EDUCARE CON FERMEZZA

FELICE MAGNANI - 01/03/2019

bullismoIl bullismo fa parlare di sé in ogni parte del paese, sta diventando simbolo del costume, ma non dimentichiamoci che esiste da sempre, che occupa un posto in una natura umana che porta dentro di sé i segni contrastanti del suo modo di essere, a volte pacato e razionale, in molti casi libertino e violento.

Mettere d’accordo chi siamo, con quello che vorremmo essere e con le alterne fortune del destino non è un compito facile, il tema della ribellione è onnipresente, l’idea dell’onnipotenza continua a peregrinare, soprattutto quando la civiltà entra in crisi e non è più in grado di contenere l’aggressività delle pulsioni.

L’inciviltà prende piede quando cadono i muri, quando tutto diventa lecito o quasi, quando la legge non è più in grado di vedere da che parte stia il torto, quando chiunque si sveglia al mattino e decide di essere il padrone del mondo, di poter fare tutto quello che vuole, in barba al diritto e al dovere.

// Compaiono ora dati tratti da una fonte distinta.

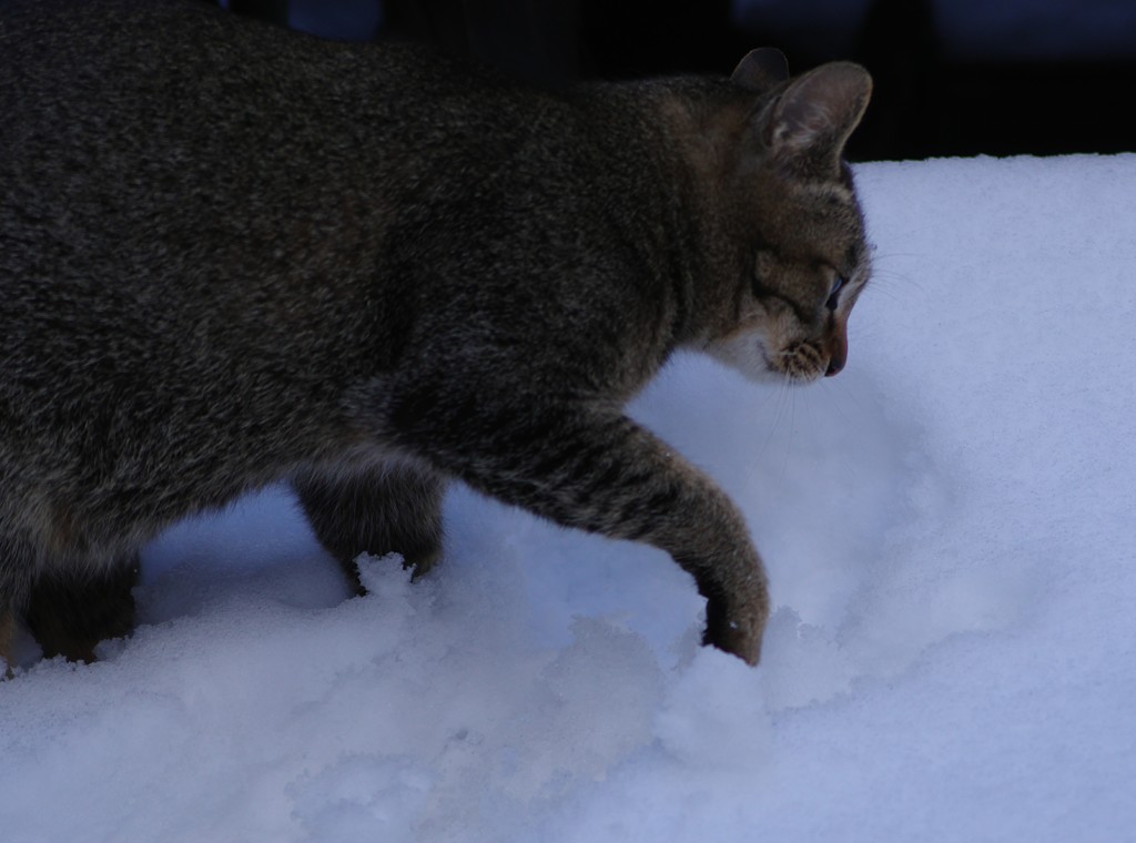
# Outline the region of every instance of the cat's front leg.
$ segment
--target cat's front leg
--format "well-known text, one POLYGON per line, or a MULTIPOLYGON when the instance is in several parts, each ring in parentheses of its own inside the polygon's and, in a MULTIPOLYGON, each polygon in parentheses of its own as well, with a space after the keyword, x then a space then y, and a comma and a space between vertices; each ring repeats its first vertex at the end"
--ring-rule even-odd
POLYGON ((595 406, 400 402, 402 441, 507 503, 558 524, 666 550, 707 598, 705 643, 751 665, 769 615, 761 559, 713 481, 623 414, 595 406))
POLYGON ((392 461, 346 471, 309 469, 292 483, 316 537, 357 594, 366 593, 354 561, 360 553, 401 553, 416 577, 437 561, 444 483, 425 466, 392 461))

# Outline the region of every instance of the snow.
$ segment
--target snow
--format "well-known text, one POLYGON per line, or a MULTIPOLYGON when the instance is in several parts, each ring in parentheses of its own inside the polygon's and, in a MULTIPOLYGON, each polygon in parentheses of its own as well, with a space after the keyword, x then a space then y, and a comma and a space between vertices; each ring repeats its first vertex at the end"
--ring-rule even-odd
POLYGON ((634 406, 750 519, 760 667, 661 553, 462 489, 435 574, 348 600, 273 489, 148 551, 100 662, 0 683, 0 837, 1129 838, 1136 156, 857 175, 845 372, 634 406))

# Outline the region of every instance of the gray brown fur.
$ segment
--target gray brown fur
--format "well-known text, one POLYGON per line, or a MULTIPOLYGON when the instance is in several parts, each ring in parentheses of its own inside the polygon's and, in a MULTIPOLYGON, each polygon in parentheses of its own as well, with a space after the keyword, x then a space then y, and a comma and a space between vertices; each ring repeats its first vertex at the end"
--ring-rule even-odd
POLYGON ((870 81, 778 66, 552 95, 203 3, 0 9, 0 631, 90 658, 144 542, 279 479, 349 568, 425 569, 458 478, 668 551, 757 662, 743 518, 623 407, 684 347, 844 364, 870 81))

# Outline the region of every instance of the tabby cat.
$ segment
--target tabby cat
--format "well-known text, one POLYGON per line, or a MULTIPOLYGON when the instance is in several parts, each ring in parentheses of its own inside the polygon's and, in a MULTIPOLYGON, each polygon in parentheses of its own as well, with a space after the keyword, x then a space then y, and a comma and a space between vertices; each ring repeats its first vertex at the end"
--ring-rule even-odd
POLYGON ((0 657, 94 657, 137 551, 285 479, 417 573, 457 478, 666 550, 758 661, 746 525, 624 414, 677 349, 835 375, 859 66, 521 87, 192 0, 0 9, 0 657))

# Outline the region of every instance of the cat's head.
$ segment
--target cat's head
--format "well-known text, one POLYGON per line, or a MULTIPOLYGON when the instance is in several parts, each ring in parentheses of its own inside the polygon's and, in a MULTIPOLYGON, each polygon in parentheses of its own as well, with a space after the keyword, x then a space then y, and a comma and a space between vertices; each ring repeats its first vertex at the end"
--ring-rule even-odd
POLYGON ((734 72, 754 95, 741 127, 724 130, 734 152, 719 160, 717 217, 734 294, 705 350, 754 379, 803 383, 844 367, 849 314, 870 272, 843 151, 871 77, 850 62, 785 76, 769 50, 734 72))

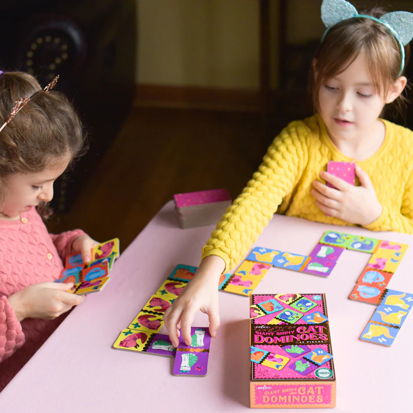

 Per capire come siamo basta leggere alcuni titoli di giornali o post inseriti qua e là tra siti e social, c’è gente vuole dimostrarti che le strade, i vicoli e le piazze delle nostre città o dei nostri paesi sono puliti e ben tenuti grazie ai migranti, salvo far finta di niente quando moltissimi di loro vivono in miserrime baraccopoli, costretti a lavorare come animali per pochissimi euro, sotto la frusta di schiavisti senza scrupoli o a stazionare in parchi pubblici o dentro le stazioni senza una meta precisa, in una disumana forma di randagismo, senza che il potere costituito restituisca al bisogno uno suo status umano.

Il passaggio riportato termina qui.